Like most coffee growers in his neighborhood, Abeyot grows Dega, Wolisho varieties, plus two Jimma Agricultural Research Center bred cultivars, 74110 and 74158. His small coffee farm lies next to the washing and drying station. Because besides farming coffee, he is the operational manager at the site.
The Halo Beriti washing and drying station collects cherries from 520 neighboring smallholders. The average grower plots are no larger than a hectare, and they sit at heights ranging between 1900 and 2150 m.a.s.l. On these plots or production gardens, farmers grow avocado, enset, soya beans, and sugar cane besides their coffee trees. Polyculture is the norm in these highlands.

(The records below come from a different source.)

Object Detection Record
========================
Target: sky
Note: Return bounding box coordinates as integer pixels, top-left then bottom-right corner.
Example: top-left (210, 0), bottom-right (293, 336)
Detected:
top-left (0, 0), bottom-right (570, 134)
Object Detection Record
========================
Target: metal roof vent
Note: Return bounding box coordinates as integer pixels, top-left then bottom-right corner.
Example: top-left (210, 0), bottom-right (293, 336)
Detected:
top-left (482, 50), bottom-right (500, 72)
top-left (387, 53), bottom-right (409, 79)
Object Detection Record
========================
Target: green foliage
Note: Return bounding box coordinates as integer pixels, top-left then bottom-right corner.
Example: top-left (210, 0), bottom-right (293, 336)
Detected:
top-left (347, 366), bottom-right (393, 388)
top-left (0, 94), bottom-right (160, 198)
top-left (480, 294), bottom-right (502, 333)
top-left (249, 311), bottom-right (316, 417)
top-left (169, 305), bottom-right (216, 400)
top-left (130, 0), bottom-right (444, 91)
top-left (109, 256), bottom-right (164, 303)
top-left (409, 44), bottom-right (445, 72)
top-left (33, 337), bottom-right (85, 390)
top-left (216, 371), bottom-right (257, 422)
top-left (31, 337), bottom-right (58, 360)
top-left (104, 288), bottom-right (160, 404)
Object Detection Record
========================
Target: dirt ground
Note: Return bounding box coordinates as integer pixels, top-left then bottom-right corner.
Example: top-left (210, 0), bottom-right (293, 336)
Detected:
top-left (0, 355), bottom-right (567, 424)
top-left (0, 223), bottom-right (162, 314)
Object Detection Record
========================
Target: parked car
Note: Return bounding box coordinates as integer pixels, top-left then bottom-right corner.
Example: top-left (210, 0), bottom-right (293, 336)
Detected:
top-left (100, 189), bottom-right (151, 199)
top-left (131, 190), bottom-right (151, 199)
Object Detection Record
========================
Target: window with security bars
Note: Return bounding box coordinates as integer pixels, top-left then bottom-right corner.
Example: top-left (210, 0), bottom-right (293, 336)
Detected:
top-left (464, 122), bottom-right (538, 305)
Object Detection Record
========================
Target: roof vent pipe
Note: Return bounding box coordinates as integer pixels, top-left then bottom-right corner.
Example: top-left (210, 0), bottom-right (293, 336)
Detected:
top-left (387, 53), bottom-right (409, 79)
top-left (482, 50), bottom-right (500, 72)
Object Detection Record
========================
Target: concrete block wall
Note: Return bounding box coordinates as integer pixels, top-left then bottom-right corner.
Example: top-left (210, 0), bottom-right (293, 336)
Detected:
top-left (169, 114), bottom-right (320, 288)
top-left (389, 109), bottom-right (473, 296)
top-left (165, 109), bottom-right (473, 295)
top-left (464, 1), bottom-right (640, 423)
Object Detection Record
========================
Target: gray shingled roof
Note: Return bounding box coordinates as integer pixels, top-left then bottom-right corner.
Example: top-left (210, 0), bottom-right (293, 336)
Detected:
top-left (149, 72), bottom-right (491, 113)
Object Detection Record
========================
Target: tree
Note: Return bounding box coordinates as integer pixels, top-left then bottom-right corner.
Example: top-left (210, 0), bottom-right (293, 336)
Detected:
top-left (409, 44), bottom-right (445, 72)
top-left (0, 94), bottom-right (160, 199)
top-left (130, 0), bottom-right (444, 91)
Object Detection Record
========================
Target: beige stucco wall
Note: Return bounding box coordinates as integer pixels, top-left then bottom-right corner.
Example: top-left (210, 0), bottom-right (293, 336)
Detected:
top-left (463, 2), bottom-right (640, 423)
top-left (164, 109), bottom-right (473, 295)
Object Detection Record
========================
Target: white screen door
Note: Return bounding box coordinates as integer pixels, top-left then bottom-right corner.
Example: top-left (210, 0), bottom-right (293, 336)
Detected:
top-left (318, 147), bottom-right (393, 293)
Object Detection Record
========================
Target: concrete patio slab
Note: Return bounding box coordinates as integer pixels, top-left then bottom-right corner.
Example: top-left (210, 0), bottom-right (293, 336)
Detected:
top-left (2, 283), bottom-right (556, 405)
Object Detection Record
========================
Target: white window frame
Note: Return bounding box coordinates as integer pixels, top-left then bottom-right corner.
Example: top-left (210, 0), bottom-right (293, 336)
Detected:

The Halo Beriti is a small site only covering 0.55 hectares of land. The station sits at 2040 m.a.s.l. and after buying the site, Abeyot’s family planted high trees to function as windbreakers. At the start of Halo Beriti’s operation, Abeyot’s family acted as a service partner. Ready to process coffees from other suppliers in the Yirgacheffe area. But now, Abeyot is in service of the local community. Dedicated to only source and process coffee that comes from these smallholders.
At the station, both natural and washed coffees are processed. For washed coffees, Abeyot uses water from the Worka river. Fermentation hours vary between 45 and 65 hours, depending on the weather. The parchment dries for 7 to 10 days. The naturals go straight to the drying beds after arriving at the station and dry between 14 and 21 days.
For the washed Halo Beriti coffee, our cuppers noted down a floral, grape, and bergamot aroma. The profile is filled with notes of florals, vanilla, peach, and lime. The acidity is tart-like and a thin pleasant silky body confirms the Yirgacheffe heritage.